Les jeux sont faits (1ere partie)

20h : c’est guignol.

Il est vingt heures, la grande messe des soirées électorales est partie.

Madame et Monsieur les maitres de cérémonie lancent la soirée en faisant appel, avant de connaitre les vrais résultats – qui au demeurant à cette heure ne peuvent qu’être partiels – , à la personne « habilitée » du service d’information de la chaine qui en pérorant- parce qu’il faut bien attendre les invités politiques et de vrais résultats- dévoile avec toute l’assurance de celles-ceux qui de toute façon savent tout ; les premières tendances électorales des différentes régions.

Déjà vous êtes dans l’ambiance et mentalement ont vous préparent, vous orientent, pour le second tour.

Entre temps Monsieur Tartempion de l’organisme de sondage et partenaire de la chaîne se charge d’en remettre un couche, souvent en expliquant que bien sûr il y a eu des erreurs de pourcentage en faveur de tel ou tel parti, mais c’est de la faute des votants et des abstentionnistes, l’organisme est dans l’ensemble dans le vrai.

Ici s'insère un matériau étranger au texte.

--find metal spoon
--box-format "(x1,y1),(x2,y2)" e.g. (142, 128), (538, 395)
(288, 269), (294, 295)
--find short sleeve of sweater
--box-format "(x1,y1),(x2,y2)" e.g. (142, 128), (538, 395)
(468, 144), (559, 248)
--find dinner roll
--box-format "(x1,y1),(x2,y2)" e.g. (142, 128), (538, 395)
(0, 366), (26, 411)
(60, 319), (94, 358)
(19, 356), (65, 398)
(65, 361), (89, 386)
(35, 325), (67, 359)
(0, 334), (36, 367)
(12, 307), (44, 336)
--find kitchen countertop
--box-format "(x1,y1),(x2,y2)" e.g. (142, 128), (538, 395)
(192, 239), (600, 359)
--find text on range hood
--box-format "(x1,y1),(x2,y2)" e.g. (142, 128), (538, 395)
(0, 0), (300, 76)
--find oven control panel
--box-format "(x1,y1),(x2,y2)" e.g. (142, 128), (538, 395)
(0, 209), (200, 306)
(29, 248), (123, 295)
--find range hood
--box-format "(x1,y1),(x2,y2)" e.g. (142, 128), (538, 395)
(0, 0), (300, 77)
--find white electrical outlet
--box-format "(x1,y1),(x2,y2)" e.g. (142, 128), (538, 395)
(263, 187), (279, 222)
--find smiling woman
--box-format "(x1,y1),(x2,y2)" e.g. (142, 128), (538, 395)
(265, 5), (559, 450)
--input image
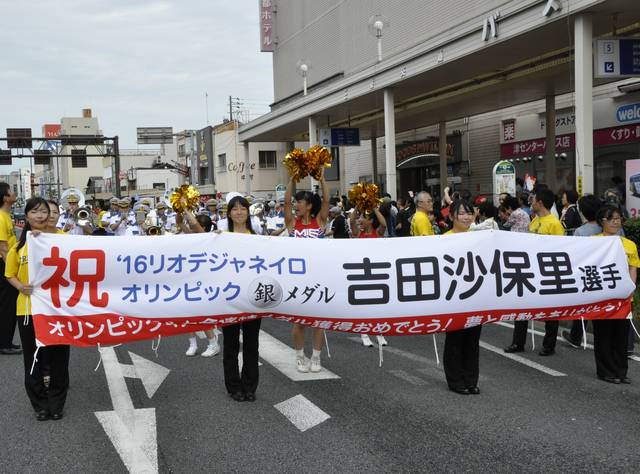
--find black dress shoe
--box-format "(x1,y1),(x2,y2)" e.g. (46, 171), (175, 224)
(504, 344), (524, 354)
(229, 392), (245, 402)
(449, 387), (471, 395)
(598, 377), (620, 385)
(0, 347), (22, 355)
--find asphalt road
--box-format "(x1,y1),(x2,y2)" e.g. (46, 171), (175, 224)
(0, 320), (640, 473)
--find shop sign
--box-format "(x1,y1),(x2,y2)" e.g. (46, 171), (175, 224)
(500, 133), (576, 158)
(493, 161), (516, 206)
(593, 124), (640, 146)
(616, 103), (640, 123)
(258, 0), (273, 53)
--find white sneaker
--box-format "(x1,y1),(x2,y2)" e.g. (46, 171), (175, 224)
(296, 357), (309, 374)
(311, 357), (322, 372)
(200, 343), (220, 357)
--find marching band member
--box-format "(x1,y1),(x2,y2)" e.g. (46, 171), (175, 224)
(284, 168), (330, 372)
(124, 203), (149, 235)
(443, 200), (482, 395)
(109, 198), (135, 236)
(218, 195), (262, 402)
(100, 197), (120, 235)
(350, 207), (387, 347)
(5, 198), (69, 421)
(592, 205), (640, 384)
(56, 192), (93, 235)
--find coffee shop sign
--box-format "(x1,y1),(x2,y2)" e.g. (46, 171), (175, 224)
(227, 161), (256, 173)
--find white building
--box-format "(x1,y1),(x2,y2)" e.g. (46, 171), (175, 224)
(239, 0), (640, 200)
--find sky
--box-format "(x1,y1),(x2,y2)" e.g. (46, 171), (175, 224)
(0, 0), (273, 167)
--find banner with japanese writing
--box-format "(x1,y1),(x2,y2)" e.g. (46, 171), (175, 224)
(28, 231), (635, 345)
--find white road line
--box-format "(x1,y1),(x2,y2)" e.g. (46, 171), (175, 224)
(480, 341), (567, 377)
(493, 321), (593, 350)
(387, 370), (427, 385)
(259, 331), (340, 382)
(274, 395), (331, 432)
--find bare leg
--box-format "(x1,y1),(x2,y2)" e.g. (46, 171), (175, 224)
(291, 324), (304, 350)
(313, 328), (324, 351)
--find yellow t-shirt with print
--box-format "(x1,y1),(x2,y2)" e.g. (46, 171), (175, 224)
(4, 244), (31, 316)
(411, 211), (434, 236)
(529, 214), (564, 235)
(0, 209), (16, 251)
(597, 234), (640, 268)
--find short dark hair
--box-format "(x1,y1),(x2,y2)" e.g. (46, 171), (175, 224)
(535, 188), (556, 210)
(578, 194), (602, 221)
(478, 200), (498, 219)
(502, 196), (520, 211)
(564, 189), (579, 204)
(449, 199), (473, 217)
(295, 191), (322, 217)
(596, 204), (622, 227)
(196, 214), (214, 232)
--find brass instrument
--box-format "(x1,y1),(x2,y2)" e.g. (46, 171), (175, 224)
(73, 206), (93, 227)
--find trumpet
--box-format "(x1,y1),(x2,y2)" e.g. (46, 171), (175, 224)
(73, 206), (93, 227)
(144, 216), (162, 235)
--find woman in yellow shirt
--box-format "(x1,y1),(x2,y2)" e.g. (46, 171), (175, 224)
(593, 206), (640, 384)
(222, 196), (261, 402)
(443, 201), (482, 395)
(5, 198), (69, 421)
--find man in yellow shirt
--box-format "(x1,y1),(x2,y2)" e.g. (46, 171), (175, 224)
(525, 189), (564, 356)
(0, 183), (22, 355)
(411, 191), (434, 237)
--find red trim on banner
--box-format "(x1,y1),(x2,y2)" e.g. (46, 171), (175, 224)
(33, 299), (631, 346)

Se met en place autour des tables un monde d’agitateurs-présentateurs-conseillers-spécialistes des sondages affirmant LEUR vérité, LEUR science infuse, partant d’un panel de sondé au sortir des bureaux de vote (ils disent toujours ça, ça fait bien, mais invérifiable), toujours les mêmes sources et affirmant derechef un tout catégorique, sans recul, sans analyses véritables, préparant ainsi mentalement les votants pour le deuxième tour, car là « maintenant » c’est du sérieux. Sous-entendu, avant ça ne servait à rien d’aller voter, bêtas d’illettrés, inconscients que vous êtes.

S’ensuit un défilé incessant jusqu’à tard dans la nuit, d’éminents politiques, figures de proue ou subalternes à bagou certain, plus ou moins responsables ou représentants tel courant, de divers et variés partis politiques.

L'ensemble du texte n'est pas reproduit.